The real danger now lies in the future and fate of the Igbos in Lagos. With Tinubu himself as President, it is difficult not to expect that the over 10 million Igbos (and even other non-Yoruba persons) in that city would not suffer one form of vengeance or another. Tinubu’s spokesman, Bayo Onanuga, who will likely become the President’s Chief Press Secretary, yesterday offered what could be an ominous hint. He tweeted: ‘’Let 2023 be the last of Igbo Interference in Lagos politics. Let there be no repeat in 2027. Lagos is like Anambra, Imo, any Nigerian State. It is not No Man’s Land; not Federal Capital Territory. It is a Yoruba Land. Mind your business’’. Implicit in this threatening message is the warning that Lagos belongs to the Boss and no one should ever contemplate going against his will. Mafia bosses in Italy and their descendants in New York and Chicago were known to be very ruthless in their territorial control. Their minions, eager to sustain their privileges, also acted cruelly against rivals and perceived threats. Onanuga’s message is his own way of assuring the Big Boss that he remains loyal and is ready to play his own part in furtherance of the survival of the empire. In the days ahead, I expect to read long essays from Sam Omatseye and other writers in The Nation newspaper, lampooning Rhodes-Vivour; Peter Obi; Dr. Sam Amadi; Dr. Oby Ezekwesili and other Igbos who have spoken out against the assaults for their effrontery. Remember what they did to Prof Yemi Osinbajo?

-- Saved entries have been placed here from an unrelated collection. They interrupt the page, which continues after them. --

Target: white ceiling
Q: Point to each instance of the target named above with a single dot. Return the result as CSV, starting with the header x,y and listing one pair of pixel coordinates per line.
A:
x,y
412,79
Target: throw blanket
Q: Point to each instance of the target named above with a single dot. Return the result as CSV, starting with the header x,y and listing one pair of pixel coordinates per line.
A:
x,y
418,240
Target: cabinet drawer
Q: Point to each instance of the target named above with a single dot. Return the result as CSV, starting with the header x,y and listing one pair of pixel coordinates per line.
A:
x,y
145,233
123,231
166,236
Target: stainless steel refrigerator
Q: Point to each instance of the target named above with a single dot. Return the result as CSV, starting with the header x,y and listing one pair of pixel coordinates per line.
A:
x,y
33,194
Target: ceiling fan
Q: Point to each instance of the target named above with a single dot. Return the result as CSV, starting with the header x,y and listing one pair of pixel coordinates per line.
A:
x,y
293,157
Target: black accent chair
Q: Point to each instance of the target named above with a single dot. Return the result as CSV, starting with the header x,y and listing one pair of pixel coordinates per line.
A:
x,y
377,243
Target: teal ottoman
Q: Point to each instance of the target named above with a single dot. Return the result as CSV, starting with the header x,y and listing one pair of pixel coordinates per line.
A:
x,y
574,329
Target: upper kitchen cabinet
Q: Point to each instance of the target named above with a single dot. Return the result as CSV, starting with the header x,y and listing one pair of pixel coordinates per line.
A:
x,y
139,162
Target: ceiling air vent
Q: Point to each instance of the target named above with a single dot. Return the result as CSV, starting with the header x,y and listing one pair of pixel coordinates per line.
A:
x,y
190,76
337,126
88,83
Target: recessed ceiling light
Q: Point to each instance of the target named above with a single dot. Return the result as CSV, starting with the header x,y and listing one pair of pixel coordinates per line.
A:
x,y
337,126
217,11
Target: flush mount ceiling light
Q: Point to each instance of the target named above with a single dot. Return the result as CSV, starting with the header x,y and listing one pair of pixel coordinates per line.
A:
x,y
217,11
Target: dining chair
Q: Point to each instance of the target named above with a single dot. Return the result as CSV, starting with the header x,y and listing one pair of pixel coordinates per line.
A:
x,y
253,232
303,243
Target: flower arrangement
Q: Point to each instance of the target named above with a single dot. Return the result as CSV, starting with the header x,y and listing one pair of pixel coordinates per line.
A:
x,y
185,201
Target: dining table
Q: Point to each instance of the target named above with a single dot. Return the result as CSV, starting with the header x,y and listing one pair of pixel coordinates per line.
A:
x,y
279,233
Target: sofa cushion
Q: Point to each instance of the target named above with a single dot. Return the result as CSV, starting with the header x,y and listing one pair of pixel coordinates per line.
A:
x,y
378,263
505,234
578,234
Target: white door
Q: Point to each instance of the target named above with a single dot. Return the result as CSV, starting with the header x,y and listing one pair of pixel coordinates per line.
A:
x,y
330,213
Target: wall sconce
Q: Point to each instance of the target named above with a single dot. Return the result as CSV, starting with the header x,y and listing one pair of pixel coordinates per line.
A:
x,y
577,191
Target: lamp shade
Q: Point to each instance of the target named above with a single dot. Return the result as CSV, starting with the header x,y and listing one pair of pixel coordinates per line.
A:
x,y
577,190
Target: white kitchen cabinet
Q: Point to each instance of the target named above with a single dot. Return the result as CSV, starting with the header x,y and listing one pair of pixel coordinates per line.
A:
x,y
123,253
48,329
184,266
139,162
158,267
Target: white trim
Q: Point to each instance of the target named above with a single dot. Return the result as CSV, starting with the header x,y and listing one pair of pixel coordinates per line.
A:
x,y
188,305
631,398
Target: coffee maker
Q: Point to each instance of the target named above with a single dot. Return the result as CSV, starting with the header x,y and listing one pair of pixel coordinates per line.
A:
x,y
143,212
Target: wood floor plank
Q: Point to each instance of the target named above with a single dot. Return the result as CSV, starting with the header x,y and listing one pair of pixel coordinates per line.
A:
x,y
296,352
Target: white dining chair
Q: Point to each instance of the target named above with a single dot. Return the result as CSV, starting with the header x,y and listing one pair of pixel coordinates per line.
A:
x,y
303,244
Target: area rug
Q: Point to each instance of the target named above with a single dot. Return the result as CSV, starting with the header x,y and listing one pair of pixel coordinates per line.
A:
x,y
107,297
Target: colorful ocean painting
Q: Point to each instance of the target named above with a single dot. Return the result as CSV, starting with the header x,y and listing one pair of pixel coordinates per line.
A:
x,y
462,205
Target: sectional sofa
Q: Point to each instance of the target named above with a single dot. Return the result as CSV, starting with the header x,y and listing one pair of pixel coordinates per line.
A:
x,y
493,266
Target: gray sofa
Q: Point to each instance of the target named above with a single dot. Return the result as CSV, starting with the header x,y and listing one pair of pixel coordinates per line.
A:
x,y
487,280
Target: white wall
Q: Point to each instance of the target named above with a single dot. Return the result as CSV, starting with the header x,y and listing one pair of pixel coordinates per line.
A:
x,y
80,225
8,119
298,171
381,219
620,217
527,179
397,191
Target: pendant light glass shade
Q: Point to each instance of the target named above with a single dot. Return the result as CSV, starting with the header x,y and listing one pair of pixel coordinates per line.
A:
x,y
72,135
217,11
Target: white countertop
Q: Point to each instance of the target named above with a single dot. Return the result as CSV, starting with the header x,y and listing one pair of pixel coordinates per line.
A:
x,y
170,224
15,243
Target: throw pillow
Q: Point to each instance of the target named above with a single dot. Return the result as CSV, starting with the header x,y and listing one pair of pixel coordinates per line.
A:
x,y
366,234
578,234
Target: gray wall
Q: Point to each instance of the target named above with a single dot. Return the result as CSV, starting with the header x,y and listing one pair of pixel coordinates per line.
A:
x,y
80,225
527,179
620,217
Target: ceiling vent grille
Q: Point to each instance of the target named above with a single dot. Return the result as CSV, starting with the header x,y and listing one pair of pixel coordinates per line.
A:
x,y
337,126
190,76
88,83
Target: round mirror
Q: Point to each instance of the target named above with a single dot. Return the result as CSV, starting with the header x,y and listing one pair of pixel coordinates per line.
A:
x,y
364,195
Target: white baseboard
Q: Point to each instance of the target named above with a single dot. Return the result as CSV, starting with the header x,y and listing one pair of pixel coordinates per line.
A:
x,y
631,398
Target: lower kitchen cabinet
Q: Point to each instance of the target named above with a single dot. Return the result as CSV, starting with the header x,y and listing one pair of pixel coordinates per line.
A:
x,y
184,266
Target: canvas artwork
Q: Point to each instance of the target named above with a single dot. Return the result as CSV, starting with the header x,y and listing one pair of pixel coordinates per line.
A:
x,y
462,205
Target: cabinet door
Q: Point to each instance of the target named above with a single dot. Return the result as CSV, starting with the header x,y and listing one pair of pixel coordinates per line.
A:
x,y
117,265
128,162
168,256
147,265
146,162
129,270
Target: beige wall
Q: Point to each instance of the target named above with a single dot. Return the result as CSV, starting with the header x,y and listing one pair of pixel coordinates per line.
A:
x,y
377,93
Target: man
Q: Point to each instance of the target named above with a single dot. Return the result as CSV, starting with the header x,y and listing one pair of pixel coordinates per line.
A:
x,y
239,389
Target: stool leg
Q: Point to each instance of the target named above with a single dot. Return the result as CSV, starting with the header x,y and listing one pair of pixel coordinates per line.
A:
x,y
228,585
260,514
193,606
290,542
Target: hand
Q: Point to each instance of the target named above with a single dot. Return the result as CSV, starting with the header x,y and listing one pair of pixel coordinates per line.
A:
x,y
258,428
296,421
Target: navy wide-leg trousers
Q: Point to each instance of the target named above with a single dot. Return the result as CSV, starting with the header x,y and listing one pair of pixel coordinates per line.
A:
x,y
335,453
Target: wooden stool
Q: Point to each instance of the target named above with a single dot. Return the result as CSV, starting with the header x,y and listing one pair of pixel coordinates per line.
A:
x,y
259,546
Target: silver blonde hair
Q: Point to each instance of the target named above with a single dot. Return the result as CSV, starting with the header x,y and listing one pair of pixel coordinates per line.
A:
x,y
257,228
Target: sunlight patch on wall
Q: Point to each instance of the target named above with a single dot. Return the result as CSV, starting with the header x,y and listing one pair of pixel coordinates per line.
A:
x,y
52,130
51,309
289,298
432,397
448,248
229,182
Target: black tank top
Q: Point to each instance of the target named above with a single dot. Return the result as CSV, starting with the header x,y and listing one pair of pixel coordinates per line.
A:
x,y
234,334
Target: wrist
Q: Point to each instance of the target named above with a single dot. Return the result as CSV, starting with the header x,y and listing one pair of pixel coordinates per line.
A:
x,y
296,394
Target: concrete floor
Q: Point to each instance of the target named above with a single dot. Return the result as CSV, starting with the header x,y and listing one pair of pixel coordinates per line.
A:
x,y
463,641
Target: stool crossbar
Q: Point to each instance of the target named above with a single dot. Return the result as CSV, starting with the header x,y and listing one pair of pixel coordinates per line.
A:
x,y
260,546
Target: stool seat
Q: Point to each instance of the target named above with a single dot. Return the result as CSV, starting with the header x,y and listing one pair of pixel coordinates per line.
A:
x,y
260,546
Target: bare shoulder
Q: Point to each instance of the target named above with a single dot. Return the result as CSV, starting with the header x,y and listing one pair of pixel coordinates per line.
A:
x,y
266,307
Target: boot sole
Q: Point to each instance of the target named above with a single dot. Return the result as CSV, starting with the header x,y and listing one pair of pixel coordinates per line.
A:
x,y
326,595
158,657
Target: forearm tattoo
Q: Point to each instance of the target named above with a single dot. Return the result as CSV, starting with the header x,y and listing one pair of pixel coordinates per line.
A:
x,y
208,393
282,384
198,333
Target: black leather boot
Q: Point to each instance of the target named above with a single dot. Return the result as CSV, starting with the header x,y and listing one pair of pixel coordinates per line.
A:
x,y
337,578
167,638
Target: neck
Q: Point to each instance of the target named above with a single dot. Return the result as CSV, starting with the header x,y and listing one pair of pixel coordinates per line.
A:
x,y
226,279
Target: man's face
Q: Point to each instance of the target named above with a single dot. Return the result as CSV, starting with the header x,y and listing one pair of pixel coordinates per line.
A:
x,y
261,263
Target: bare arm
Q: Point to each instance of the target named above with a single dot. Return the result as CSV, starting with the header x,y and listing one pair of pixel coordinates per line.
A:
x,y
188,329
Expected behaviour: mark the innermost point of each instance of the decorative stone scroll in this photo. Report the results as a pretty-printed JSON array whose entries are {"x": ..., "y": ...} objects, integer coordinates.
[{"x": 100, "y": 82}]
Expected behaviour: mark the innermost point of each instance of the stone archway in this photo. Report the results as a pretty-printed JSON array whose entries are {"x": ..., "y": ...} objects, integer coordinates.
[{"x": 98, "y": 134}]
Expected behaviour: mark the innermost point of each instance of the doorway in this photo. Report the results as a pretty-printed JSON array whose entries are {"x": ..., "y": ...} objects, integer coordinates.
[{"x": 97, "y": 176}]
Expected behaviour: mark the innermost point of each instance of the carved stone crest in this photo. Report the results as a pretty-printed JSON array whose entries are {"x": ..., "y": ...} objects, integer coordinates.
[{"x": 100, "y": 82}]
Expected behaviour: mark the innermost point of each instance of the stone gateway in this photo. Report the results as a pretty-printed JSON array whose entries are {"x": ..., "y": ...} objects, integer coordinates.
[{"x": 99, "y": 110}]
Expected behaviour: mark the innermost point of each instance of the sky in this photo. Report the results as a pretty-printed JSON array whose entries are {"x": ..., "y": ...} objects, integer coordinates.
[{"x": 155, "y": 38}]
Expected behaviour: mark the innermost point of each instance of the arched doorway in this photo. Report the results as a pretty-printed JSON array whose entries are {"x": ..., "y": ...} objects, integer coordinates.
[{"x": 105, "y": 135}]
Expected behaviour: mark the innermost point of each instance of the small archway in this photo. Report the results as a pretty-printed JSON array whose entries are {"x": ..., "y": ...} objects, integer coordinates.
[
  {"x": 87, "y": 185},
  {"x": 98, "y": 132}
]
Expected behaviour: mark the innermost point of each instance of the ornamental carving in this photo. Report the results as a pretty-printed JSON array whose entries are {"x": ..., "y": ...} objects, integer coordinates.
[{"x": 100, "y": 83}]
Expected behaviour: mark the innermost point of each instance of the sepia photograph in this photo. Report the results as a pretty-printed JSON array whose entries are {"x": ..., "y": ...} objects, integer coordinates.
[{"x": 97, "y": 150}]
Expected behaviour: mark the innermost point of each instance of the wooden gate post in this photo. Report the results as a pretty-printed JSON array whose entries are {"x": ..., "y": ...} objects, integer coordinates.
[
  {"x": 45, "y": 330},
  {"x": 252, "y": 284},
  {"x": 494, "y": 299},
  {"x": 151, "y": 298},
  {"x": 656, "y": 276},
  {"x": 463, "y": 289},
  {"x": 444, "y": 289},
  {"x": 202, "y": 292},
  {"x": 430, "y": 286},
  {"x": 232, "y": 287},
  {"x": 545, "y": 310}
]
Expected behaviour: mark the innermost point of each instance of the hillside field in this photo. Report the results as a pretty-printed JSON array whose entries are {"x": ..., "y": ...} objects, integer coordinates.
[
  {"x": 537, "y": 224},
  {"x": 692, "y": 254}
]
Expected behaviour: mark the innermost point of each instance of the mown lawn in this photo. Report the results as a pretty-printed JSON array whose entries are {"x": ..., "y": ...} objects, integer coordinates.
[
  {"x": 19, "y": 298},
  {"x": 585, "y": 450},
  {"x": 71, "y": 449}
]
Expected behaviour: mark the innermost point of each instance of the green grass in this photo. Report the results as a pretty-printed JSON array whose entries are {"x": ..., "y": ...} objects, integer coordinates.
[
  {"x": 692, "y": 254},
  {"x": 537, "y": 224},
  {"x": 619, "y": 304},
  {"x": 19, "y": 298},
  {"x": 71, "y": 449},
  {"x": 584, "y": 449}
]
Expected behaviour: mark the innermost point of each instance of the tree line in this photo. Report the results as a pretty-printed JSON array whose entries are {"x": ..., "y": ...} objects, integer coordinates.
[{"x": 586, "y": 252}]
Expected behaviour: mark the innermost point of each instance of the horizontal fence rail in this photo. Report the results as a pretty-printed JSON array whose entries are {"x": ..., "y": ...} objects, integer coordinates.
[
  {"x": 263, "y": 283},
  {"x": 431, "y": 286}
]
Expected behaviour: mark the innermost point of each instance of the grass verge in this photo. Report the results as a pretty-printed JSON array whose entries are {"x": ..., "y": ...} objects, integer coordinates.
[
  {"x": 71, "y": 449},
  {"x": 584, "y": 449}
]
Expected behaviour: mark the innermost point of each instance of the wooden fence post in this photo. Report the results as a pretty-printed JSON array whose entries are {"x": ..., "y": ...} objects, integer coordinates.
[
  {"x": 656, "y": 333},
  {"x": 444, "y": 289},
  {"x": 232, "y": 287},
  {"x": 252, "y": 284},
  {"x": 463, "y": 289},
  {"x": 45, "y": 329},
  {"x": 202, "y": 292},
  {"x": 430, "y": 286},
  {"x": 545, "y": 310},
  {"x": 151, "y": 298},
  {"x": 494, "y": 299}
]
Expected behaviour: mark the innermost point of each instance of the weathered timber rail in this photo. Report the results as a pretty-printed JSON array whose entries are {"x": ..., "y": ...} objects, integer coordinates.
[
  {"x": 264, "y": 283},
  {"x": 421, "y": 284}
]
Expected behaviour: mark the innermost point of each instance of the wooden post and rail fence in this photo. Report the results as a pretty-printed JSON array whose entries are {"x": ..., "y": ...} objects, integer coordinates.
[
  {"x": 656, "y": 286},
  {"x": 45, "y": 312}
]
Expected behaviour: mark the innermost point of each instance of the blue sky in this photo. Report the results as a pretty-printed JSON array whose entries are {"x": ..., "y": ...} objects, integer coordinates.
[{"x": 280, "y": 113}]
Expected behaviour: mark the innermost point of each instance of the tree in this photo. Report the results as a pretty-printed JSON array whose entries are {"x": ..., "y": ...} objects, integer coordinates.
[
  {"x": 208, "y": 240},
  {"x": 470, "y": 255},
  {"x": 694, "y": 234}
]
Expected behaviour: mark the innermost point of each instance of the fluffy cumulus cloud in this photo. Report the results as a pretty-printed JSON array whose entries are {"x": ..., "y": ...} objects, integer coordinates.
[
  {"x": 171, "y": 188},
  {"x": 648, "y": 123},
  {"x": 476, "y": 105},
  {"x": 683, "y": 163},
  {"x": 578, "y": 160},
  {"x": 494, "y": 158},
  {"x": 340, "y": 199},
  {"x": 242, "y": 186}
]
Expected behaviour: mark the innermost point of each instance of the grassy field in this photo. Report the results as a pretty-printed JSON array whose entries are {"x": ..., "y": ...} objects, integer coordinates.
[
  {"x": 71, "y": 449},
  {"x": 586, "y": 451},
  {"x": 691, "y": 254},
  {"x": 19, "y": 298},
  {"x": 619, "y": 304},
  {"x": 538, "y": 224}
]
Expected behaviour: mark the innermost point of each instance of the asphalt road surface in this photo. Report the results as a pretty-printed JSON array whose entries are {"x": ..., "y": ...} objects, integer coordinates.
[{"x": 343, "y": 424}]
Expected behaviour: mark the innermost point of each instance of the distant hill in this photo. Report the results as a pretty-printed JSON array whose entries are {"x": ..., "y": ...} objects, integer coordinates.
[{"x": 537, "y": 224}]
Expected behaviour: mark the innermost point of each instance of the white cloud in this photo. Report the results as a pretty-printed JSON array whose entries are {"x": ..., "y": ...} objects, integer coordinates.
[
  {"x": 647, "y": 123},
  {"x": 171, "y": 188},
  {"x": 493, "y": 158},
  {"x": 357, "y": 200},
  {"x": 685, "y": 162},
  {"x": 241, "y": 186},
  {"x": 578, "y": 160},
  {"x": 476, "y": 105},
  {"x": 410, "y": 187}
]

So far, neither Ohaneze Ndi’gbo, the main sociocultural association of South East people nor Labour Party has uttered a word, but a few bold members of the Igbo intelligentsia have spoken. In a statement titled, Time for Major Statement on Igbos as Citizens of Nigeria, Dr. Amadi, a former university professor, notes that ‘’the violence against Igbo voters in Lagos because of their perceived political preferences about an election by all Lagosians is a serious threat to national unity and a renewal of the hateful past by APC leaders. It is now time for a major action by Igbo leaders. The Igbos are being targeted for attack in Nigeria. If there are Igbo leaders this is time for a major meeting to task Nigeria on the protection of Igbo lives. Igbo are Nigerians and should be protected. This is time to make a strong and blunt statement for equal citizenship. If Igbos cannot vote freely in any part of Nigeria, then they are not citizen’’. I align myself with this.

For me personally, it is quite strange that the Igbos are being humiliated under the watchful eyes of Bola Ahmed Tinubu. As Lagos governor, he had appointed Ben Akabueze from Anambra State, as his Commissioner for Budget and Economic Planning. Before then, Akabueze was the Chief Executive of NAL Bank till the bank merged with others to form Sterling Bank in January 2006. He was in retirement from banking when Tinubu tapped him into this cabinet, and he served as a commissioner for the remaining part of the Tinubu administration and for all the eight years of the Fashola era. Akabueze had hired me in NAL in December 2000, and so in early 2007, I was delighted to attend his inauguration as a Commissioner in Lagos State government. Tinubu spoke glowingly of Akabueze and praised the Igbos in Lagos for their industry and political sagacity. Sixteen years after, what has changed?